I adore cooking with forgotten vegetables. In Dutch we call them : aardperen, in Frech: topinambours. You can buy them in Brussels at the market or in food health shops. At the market, they are less expensive. You can store them quite well in a bag in the fridge. I do everything with them. I bake them, i cook them, i roast them & i make soup.
jerusalem artichokes with garlic, bay leaf & baconon 16/11/2008
It is a very underestimated vegetable. I like the sweetness of them. It is also good for you. There is inulin in it . It is the oposit of insulin. This means it contains the good sugars. It is a good vegetable for diabetics! When you prepare the artichokes, when you peel them with a vegetablepeeler, you have to put them in acid water otherwise they will brown very quickly. They go very well with sage, garlic, potato, carrots, celery, onions, bacon, cheese,…:)
For 2 hungry people.
600 gr. of jerusalem artichokes, weight with peel on. Peel them with a potato peeler. It’s easy.
Cut them in chunks. Put them in acid water.
3 cloves of garlic, peeled & diced
a few sage leaves
2 bay leafs
200 gr. bacon, normal or smoked
salt: i prefer Maldon sea salt
1. Heat a large frying pan.

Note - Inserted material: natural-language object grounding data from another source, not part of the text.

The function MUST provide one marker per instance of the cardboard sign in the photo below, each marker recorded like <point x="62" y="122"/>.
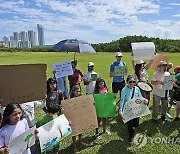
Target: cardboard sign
<point x="120" y="70"/>
<point x="94" y="77"/>
<point x="22" y="83"/>
<point x="135" y="108"/>
<point x="105" y="105"/>
<point x="157" y="59"/>
<point x="81" y="112"/>
<point x="168" y="82"/>
<point x="53" y="132"/>
<point x="22" y="142"/>
<point x="63" y="69"/>
<point x="143" y="50"/>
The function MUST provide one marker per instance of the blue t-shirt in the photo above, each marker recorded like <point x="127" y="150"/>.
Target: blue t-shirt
<point x="117" y="78"/>
<point x="126" y="95"/>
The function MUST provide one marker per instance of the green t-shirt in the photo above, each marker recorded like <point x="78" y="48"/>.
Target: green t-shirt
<point x="46" y="119"/>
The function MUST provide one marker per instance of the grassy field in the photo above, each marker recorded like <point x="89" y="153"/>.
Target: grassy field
<point x="117" y="141"/>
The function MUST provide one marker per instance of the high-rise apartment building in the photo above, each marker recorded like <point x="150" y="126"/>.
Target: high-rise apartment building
<point x="40" y="34"/>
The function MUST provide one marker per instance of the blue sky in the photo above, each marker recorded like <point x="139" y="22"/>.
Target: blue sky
<point x="93" y="21"/>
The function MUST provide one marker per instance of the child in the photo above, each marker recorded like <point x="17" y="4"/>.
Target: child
<point x="52" y="93"/>
<point x="101" y="88"/>
<point x="53" y="109"/>
<point x="12" y="126"/>
<point x="76" y="92"/>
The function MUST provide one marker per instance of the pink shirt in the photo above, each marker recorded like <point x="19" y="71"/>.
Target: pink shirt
<point x="103" y="90"/>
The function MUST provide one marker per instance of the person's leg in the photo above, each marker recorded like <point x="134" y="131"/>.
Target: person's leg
<point x="177" y="109"/>
<point x="99" y="121"/>
<point x="164" y="108"/>
<point x="156" y="102"/>
<point x="121" y="86"/>
<point x="148" y="97"/>
<point x="115" y="87"/>
<point x="131" y="130"/>
<point x="74" y="144"/>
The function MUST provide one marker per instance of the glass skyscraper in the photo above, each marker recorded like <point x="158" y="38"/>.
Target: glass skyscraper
<point x="40" y="30"/>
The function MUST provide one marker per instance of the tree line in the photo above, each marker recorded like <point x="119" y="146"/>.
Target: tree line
<point x="120" y="45"/>
<point x="124" y="44"/>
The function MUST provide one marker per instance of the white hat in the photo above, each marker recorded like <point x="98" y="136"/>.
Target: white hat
<point x="141" y="62"/>
<point x="90" y="64"/>
<point x="119" y="54"/>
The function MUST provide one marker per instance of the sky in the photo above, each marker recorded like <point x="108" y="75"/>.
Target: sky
<point x="94" y="21"/>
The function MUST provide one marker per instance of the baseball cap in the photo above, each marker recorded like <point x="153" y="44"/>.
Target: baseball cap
<point x="119" y="54"/>
<point x="141" y="62"/>
<point x="90" y="64"/>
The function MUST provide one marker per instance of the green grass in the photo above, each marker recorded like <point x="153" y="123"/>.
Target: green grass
<point x="117" y="141"/>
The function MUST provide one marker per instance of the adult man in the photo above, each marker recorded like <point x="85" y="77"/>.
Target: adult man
<point x="118" y="80"/>
<point x="90" y="78"/>
<point x="159" y="94"/>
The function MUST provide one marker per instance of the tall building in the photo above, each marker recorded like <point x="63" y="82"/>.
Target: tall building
<point x="32" y="37"/>
<point x="40" y="34"/>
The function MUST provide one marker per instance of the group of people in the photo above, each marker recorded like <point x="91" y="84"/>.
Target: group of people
<point x="17" y="118"/>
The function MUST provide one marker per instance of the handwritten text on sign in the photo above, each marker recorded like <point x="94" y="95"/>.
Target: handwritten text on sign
<point x="63" y="69"/>
<point x="143" y="50"/>
<point x="135" y="108"/>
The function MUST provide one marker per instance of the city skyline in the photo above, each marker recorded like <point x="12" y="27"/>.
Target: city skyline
<point x="91" y="20"/>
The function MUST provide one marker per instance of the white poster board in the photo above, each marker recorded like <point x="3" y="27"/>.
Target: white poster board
<point x="22" y="142"/>
<point x="53" y="132"/>
<point x="168" y="82"/>
<point x="135" y="108"/>
<point x="143" y="50"/>
<point x="63" y="69"/>
<point x="120" y="70"/>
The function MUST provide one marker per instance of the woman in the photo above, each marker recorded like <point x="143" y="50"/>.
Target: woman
<point x="130" y="91"/>
<point x="76" y="77"/>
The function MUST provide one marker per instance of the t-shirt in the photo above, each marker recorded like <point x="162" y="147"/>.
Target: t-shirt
<point x="112" y="67"/>
<point x="91" y="85"/>
<point x="103" y="90"/>
<point x="9" y="132"/>
<point x="74" y="79"/>
<point x="126" y="95"/>
<point x="157" y="89"/>
<point x="46" y="119"/>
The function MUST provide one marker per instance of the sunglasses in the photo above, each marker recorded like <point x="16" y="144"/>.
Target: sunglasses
<point x="132" y="82"/>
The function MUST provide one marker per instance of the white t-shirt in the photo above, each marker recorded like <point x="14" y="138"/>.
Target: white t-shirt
<point x="159" y="76"/>
<point x="9" y="132"/>
<point x="91" y="85"/>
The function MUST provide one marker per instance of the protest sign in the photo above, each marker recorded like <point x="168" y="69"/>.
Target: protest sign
<point x="22" y="83"/>
<point x="22" y="142"/>
<point x="94" y="76"/>
<point x="63" y="69"/>
<point x="120" y="70"/>
<point x="143" y="50"/>
<point x="105" y="105"/>
<point x="135" y="108"/>
<point x="168" y="82"/>
<point x="53" y="132"/>
<point x="157" y="59"/>
<point x="81" y="112"/>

Putt the oil in it. When the pan is hot, put the chunks of the artichokes in the pan. Brown on all sides. This could take 5 till 10 minutes, depending on the size of the chunks.
2.Add the garlic & bay leaf to the same pan. Stir well. Turn down the heat. Add pepper & salt. Add a bit of cider vinaigre. Stir well.
3. Bake the chunks for about another 10 minutes, or until cooked trough. Take out the bay leaf & add the few whole sage leaves. The leaves will crisp up.
4. In another pan, on the same time, fry the bacon.
5. Serve on a plate with cooked potatoes, the artichokes & the bacon.